History of Mount Wuyi

The earliest human occupation in the Mount Wuyi (Wuyishan) region antedates the Xia Dynasty (late 3rd millennium BC). During the Shang and Zhou Dynasties (16th to 3rd centuries BC) it came within the region of minority aboriginal tribes. During the Qin Dynasty (late 3rd century BC) there was considerable migration of tribal groups into the region.

With the consolidation of the Chinese Empire by the Han Dynasty (late 3rd century BC to early 3rd century AD) Wuyi was fully incorporated into the state system, its ruler becoming a vassal of the Han Emperor. A large town was built nearby in the 1st century BC, which served as the capital and administrative centre of the region.

It was at this time that Mount Wuyi acquired its status as a sacred mountain. In the centuries that followed many holy men and scholars were attracted to it, and monasteries and academies were established in beautiful natural surroundings conducive to study and contemplation. To ensure that the beauty of the environment was not degraded, Tang Emperor Xuan Zong issued a decree in AD 748 forbidding fishing and the felling of trees, a sanction that survives to the present day.

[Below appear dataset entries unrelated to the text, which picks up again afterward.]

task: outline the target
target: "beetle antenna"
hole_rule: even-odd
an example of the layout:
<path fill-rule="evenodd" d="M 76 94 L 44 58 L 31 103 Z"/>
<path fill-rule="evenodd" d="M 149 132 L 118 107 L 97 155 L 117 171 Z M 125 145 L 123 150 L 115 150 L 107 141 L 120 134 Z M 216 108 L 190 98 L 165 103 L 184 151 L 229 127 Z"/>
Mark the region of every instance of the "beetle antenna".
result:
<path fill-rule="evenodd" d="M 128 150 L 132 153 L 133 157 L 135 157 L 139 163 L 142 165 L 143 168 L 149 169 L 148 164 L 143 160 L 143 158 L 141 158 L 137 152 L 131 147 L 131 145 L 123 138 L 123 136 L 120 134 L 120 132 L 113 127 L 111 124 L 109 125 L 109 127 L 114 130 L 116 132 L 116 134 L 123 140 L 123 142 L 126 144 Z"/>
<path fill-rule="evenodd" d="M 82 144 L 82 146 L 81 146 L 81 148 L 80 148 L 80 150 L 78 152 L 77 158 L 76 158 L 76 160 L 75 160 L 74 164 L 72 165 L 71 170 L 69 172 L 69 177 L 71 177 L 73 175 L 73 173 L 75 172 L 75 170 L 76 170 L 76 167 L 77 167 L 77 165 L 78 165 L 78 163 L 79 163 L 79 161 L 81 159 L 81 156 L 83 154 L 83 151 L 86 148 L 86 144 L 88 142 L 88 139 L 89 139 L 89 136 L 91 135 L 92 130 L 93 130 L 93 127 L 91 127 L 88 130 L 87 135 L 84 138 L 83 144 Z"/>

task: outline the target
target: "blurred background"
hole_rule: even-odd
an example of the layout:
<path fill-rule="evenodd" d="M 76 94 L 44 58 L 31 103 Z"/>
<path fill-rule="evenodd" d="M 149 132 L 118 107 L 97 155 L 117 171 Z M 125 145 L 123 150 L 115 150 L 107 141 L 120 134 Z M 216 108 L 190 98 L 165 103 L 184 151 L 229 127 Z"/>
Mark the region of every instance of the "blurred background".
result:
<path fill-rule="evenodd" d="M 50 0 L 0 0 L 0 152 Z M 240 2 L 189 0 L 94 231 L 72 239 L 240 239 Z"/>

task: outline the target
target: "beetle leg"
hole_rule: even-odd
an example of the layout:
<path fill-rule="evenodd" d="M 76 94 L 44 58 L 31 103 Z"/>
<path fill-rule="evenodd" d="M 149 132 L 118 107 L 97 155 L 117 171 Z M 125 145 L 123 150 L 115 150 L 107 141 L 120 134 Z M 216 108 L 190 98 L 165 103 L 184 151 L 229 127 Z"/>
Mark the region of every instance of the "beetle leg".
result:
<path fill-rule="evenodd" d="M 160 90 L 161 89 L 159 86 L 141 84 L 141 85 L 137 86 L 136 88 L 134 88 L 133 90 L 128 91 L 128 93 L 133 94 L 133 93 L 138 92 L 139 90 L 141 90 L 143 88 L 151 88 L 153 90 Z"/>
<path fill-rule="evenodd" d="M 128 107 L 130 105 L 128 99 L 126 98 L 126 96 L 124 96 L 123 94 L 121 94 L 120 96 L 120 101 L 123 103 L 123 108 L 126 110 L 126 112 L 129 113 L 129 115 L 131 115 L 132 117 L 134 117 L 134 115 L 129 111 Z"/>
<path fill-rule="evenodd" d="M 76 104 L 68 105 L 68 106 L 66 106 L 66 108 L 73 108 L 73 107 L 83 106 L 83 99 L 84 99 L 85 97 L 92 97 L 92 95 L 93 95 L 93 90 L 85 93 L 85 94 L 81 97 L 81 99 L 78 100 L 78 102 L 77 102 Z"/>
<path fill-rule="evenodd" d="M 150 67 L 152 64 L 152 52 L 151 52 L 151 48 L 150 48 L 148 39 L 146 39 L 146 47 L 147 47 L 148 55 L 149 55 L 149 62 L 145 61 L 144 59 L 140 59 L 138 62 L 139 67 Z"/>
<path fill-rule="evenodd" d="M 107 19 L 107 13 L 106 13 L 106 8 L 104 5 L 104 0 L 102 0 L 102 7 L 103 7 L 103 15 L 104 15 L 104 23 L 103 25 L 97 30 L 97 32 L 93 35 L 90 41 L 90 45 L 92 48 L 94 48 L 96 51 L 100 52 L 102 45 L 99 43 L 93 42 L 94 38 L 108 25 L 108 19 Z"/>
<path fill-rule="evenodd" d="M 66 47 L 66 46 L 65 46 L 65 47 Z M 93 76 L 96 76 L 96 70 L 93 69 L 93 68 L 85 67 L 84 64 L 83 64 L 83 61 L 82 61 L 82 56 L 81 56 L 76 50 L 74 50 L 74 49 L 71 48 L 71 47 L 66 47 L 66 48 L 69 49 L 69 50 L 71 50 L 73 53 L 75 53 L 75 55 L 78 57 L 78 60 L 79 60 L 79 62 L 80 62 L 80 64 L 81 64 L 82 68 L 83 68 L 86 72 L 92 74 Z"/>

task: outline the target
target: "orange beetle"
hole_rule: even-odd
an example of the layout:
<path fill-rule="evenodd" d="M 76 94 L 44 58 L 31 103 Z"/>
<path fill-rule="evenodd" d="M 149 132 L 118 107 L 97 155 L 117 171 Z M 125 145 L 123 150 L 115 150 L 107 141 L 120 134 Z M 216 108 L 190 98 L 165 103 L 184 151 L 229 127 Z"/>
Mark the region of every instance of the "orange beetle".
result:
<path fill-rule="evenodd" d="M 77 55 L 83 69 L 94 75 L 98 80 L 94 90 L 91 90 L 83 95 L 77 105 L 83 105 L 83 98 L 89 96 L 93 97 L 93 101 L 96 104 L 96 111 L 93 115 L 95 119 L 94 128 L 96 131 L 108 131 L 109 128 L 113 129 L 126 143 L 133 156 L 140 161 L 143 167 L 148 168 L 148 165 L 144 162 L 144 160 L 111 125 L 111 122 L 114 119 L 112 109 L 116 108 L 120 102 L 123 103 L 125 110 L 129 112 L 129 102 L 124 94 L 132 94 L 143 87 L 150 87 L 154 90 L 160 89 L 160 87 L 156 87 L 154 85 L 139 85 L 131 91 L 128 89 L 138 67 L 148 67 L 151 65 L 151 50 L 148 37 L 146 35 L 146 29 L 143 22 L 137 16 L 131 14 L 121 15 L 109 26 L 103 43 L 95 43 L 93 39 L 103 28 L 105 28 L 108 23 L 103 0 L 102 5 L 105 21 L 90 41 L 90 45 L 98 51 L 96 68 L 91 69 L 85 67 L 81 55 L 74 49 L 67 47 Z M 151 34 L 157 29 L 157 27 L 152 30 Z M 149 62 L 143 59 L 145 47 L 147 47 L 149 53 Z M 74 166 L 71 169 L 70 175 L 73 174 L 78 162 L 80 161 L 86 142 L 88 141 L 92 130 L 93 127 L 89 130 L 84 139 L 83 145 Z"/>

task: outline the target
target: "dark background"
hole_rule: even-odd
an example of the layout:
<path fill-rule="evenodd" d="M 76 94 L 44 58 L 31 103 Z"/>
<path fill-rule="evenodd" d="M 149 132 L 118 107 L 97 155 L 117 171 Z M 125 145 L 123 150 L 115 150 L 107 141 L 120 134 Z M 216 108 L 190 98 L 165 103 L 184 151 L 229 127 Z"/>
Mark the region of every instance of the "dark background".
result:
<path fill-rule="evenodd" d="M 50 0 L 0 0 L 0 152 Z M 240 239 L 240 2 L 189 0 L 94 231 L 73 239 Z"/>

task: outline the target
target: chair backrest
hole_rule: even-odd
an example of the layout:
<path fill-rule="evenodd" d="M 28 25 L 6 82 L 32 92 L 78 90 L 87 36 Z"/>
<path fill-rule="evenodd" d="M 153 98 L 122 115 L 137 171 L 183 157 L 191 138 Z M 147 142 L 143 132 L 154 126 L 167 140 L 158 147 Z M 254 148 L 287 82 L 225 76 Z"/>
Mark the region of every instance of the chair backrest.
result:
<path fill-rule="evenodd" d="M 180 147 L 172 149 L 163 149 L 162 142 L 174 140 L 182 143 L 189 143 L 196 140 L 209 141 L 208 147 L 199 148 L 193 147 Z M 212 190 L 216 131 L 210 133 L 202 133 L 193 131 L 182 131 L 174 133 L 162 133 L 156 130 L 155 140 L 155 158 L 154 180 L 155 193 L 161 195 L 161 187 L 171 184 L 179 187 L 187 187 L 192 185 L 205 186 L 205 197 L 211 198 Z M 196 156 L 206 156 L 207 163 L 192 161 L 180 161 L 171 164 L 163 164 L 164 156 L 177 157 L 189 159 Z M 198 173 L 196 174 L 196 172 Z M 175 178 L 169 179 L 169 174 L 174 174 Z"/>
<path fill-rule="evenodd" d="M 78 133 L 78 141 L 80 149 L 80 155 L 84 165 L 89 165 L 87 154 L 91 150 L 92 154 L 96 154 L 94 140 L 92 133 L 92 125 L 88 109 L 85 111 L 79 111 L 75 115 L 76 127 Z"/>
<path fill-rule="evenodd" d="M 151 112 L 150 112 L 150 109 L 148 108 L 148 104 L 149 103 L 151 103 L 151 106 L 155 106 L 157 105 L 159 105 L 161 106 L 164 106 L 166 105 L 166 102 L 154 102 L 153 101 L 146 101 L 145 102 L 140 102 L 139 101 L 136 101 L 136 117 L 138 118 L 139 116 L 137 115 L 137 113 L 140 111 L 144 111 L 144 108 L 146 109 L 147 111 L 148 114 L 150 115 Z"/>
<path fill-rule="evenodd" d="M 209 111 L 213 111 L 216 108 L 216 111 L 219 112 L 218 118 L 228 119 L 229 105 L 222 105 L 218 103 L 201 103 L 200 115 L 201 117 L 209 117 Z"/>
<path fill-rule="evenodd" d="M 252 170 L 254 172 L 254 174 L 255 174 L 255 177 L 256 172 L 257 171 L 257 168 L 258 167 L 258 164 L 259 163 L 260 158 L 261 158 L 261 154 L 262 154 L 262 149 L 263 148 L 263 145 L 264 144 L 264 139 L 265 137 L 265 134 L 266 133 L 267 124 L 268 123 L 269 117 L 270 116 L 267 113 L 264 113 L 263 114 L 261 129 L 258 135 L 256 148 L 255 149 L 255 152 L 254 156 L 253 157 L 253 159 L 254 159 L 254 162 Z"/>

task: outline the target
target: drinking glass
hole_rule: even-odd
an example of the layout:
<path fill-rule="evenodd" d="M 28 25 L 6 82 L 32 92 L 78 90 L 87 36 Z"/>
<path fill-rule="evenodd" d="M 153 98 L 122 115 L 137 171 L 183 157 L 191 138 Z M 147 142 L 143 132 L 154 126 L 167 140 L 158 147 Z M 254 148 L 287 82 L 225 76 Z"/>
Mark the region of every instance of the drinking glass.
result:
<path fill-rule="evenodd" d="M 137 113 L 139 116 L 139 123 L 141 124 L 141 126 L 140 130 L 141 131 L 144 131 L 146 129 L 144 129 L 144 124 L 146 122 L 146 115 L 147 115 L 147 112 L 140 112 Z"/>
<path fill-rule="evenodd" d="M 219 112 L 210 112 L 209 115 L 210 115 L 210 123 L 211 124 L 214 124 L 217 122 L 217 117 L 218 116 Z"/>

Mount Wuyi was first a centre of Taoism, when many temples and study centres were established, but Buddhism also developed alongside, and by the 17th century had largely superseded Taoism. It was in the Song Dynasty that Zhu Xi evolved the doctrines of Neo-Confucianism, from his famous Wuyi Jingshe Academy, work on which began in 1183. The intellectual renown of Mount Wuyi has continued to attract scholars, sages, artists, and writers throughout subsequent ages.